I am using the following code to create my daskdmatrix and train on it. The kernel crashes without an error message on the last line:

cluster = dask.distributed.LocalCluster(n_workers = 48, threads_per_worker=1)
client = dask.distributed.Client(cluster)

xTrain = dd.from_pandas(db.iloc[:,1:],chunksize=1000)
yTrain = dd.from_pandas(db.iloc[:,0:1],chunksize=1000)

dTrain = xgb.dask.DaskDMatrix(client=client, data=xTrain, label=yTrain)
params = {'tree_method':'hist','objective':'reg:squarederror'}
reg = xgb.dask.train(client, params, dTrain, num_boost_round=numRounds,verbose_eval=1)

the dataset is ~100GB. I am training it on a AWS instance with 480GB of RAM and 48 CPUs. I have no idea how to fix this since there is no error message.

hcho3 · March 24, 2021, 4:32pm

Have you tried using the regular xgb.train() (no Dask)? Since you are using a single machine with multiple CPU cores, Dask may not give you much performance benefit.

As for the error, I have no idea what happened either, since there is no error message.

krissyfond · March 24, 2021, 5:39pm

OK I will try no Dask. Is there an additional memory spike when the training actually begins?

I have asked before about the memory spike when creating Device QuantileDMatrix, maybe there is another one when the training starts that is maxing out my RAM? Running out of RAM is the only type of error I have come across so far that doesn’t result in a message.

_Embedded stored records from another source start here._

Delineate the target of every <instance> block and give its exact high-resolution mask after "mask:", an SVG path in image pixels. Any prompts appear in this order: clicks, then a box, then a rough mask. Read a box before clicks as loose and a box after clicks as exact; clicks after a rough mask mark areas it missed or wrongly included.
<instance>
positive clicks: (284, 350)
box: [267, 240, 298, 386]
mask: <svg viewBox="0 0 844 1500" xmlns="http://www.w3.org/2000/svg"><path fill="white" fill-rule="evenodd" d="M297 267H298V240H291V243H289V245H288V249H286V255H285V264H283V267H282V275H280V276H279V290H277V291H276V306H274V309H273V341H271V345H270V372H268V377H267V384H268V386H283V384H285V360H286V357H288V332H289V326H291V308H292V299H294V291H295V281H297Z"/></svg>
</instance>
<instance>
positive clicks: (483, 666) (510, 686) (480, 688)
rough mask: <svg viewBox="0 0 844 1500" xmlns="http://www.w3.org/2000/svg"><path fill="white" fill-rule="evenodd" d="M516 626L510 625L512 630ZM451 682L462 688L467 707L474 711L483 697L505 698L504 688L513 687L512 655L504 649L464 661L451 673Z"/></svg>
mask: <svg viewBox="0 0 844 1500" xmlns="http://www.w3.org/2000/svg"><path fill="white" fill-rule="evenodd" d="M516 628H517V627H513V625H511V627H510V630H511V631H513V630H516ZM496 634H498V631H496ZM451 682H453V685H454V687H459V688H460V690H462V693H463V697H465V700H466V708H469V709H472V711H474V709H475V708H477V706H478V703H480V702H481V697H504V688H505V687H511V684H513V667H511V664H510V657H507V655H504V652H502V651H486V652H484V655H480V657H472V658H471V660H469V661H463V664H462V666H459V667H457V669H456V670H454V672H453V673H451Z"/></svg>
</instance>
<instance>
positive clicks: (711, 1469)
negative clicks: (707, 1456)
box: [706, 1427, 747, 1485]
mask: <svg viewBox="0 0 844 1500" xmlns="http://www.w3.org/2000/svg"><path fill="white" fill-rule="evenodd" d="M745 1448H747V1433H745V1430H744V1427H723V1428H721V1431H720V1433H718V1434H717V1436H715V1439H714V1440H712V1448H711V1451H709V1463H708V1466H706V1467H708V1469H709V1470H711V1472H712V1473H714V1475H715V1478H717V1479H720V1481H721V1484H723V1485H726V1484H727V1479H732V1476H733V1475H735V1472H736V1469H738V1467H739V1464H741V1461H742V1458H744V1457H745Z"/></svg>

hcho3 · March 24, 2021, 6:41pm

DeviceQuantileMatrix is only supported when you are using the GPU algorithm (hence the “Device” prefix). It won’t help you here since you are using the CPU right now.

krissyfond · March 24, 2021, 7:25pm

I am asking whether there is a memory spike when training starts, similar to the memory spike that occurs when making the DMatrix (GPU or CPU).

hcho3 · March 24, 2021, 8:34pm

The short answer is yes. DeviceQuantizeDMatrix would lessen memory usage somewhat, but unfortunately we do not support it in the CPU algorithm.

krissyfond · March 24, 2021, 8:50pm

OK I moved to a bigger instance. 500GB of RAM was necessary to cover the memory spikes involved with making the DMatrix and training the model. Thanks for your help.

rrpelgrim · August 19, 2021, 12:32pm

I’m running into a similar issue processing a ~80GB dataset on a Coiled cluster (hosted Dask cluster) with 20 workers (4CPUs with 16GB RAM each). My jupyter notebook kernel dies without an error message when trying to create the XGBoost DMatrix using:

# Create the XGBoost DMatrix
dtrain = xgb.dask.DaskDMatrix(client, X_train, y_train)

I’ve tried the following without any luck:

processing only half the dataset
upgrading my worker’s RAM to 30GB

Any pointers on what I could be tweaking to make this work would be highly appreciated! Thanks for your time.